Estás aquí para quedarte 266: 266.
Estás aquí para quedarte Mauve parpadeó—¿Qué?
—Dije, si te dijera que puedes volver a casa, ¿lo harías?
—preguntó de nuevo.
—Te oí, ¿por qué preguntarías eso?
Mauve giró su cabeza para mirarlo.
Su corazón cayó hacia su estómago un poco.
Sabía que él había estado actuando de manera extraña últimamente pero nunca pensó en ser enviada lejos.
¿Por qué incluso preguntaría eso?
Mauve se sobresaltó, girando la cabeza hacia la puerta al sonido de la llamada—¿Quién está ahí?
—se oyó decir, sintió alivio por la interrupción.
Por alguna razón, pensó que no podría soportar su respuesta.
—Estás evadiendo la pregunta —dijo detrás de ella.
—¿Qué?
No, no es así.
Estoy solo preocupada…
—dejó que el resto de sus palabras se diluyeran mientras jugueteaba con sus dedos.
—Entonces, ¿cuál es tu respuesta?
¿Te irías?
—Yo…
—las palabras de Mauve murieron en sus labios cuando la puerta se abrió de golpe y Mill entró en la habitación.
Ella parecía angustiada y por un segundo Mauve olvidó sus propias preocupaciones.
—Mill —dijo Jael fríamente.
El pecho del vampiro se levantó y Mauve pudo ver cómo sus ojos se abrían de par en par por la sorpresa al darse cuenta de que Mauve no estaba sola.
—Señor —respondió Mill—.
Inclinó tanto su cabeza tan rápido que Mauve estaba segura de que la cabeza de Mill giró con la fuerza.
—No me di cuenta de que estaba usted aquí.
—Suena como que me estabas buscando.
—Sí —empezó a decir Mill y luego se aclaró la garganta—.
Toqué en su habitación y pensaba venir más tarde —levantó lentamente la cabeza al finalizar sus palabras.
Jael entrecerró los ojos—¿Es algo importante?
—preguntó.
—No —negó con la cabeza—, puedo volver más tarde.
—¿Es así?
—preguntó.
—Sí, señor —respondió ella y rápidamente salió por donde había entrado sin decirle una palabra a Mauve.
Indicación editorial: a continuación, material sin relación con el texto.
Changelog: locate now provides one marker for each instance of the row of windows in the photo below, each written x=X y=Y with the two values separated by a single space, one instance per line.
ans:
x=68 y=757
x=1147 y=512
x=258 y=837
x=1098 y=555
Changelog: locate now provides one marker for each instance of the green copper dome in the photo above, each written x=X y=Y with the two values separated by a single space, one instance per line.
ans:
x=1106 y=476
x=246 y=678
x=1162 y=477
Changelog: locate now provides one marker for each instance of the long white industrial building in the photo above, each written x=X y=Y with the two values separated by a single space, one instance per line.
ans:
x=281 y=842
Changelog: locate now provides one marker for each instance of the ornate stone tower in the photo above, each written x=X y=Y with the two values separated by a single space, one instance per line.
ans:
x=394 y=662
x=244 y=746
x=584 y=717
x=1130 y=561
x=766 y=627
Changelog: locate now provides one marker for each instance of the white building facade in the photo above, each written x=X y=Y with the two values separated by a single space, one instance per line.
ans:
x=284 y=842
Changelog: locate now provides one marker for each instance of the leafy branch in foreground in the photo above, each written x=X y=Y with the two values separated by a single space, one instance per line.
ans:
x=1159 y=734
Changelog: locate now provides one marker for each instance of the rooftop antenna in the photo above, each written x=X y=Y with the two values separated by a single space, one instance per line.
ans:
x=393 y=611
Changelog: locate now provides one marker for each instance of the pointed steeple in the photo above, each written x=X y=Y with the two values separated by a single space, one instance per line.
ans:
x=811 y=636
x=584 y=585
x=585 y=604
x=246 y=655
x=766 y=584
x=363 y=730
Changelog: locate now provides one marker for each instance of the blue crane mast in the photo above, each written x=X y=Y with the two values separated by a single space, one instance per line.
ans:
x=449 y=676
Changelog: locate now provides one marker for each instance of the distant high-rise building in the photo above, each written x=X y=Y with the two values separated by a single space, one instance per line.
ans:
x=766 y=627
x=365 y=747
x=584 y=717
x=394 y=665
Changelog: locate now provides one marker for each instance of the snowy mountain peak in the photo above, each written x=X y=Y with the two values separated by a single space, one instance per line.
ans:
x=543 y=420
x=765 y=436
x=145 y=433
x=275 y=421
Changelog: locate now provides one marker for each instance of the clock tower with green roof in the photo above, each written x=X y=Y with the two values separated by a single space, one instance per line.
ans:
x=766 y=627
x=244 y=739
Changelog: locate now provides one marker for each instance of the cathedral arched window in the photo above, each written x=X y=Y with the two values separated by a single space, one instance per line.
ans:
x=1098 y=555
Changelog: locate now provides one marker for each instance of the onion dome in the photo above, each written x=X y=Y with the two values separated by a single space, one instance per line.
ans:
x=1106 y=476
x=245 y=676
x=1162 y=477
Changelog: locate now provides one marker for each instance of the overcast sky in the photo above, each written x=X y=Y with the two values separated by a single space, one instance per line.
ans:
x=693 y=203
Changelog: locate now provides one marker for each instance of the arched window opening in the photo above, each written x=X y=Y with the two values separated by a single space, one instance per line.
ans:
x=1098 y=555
—No te estoy pidiendo que te vayas —replicó Jael cuando la puerta se cerró tras Mill—.
Te estoy preguntando si tú quieres irte.
—¿Por qué lo preguntas?
—ella preguntó de nuevo—.
¿Te di la impresión de que quiero hacerlo?
—preguntó suavemente.
Su cabeza giraba mientras se preguntaba de qué se trataba realmente.
—No —murmuró Jael.
La nariz de Mauve se ensanchó y de repente se sintió enfadada.
¿Él estaba haciendo la pregunta para probarla?
¿Es esto una broma?
¿Por qué simplemente preguntaría algo así?
Sabía que él había estado distante últimamente pero asumió que simplemente estaba ocupado y estresado.
No pensó que tuviera algo que ver con ella marchándose.
¿Tiene esto algo que ver con la conversación que tuvo con Sabrina?
¿Hizo algo mal?
¿O él quería que se fuera y buscaba una razón para enviarla lejos?
No podía pensar en qué podría haber provocado de repente esta pregunta.
Estaba segura de que había demostrado en todo lo que podía que estaba bien aquí.
¿Por qué él le preguntaría eso?
—¿Es porque me llevo bien con Sabrina a pesar de que me dijiste que no lo hiciera?
—¿Qué?
—preguntó Jael.
—¿O hice algo mal?
Has estado distante últimamente y es difícil precisar qué te pasa porque nunca me cuentas nada.
No me quiero ir y si te di la impresión de que lo haría en cuanto tuviera la oportunidad, lo estás interpretando mal.
Pensé que estaba aquí para quedarme, no preguntes eso como si intentaras echarme.
Jael gruñó y casi se muerde la lengua, pudo oír los pequeños hipos en la voz de Mauve cuando habló.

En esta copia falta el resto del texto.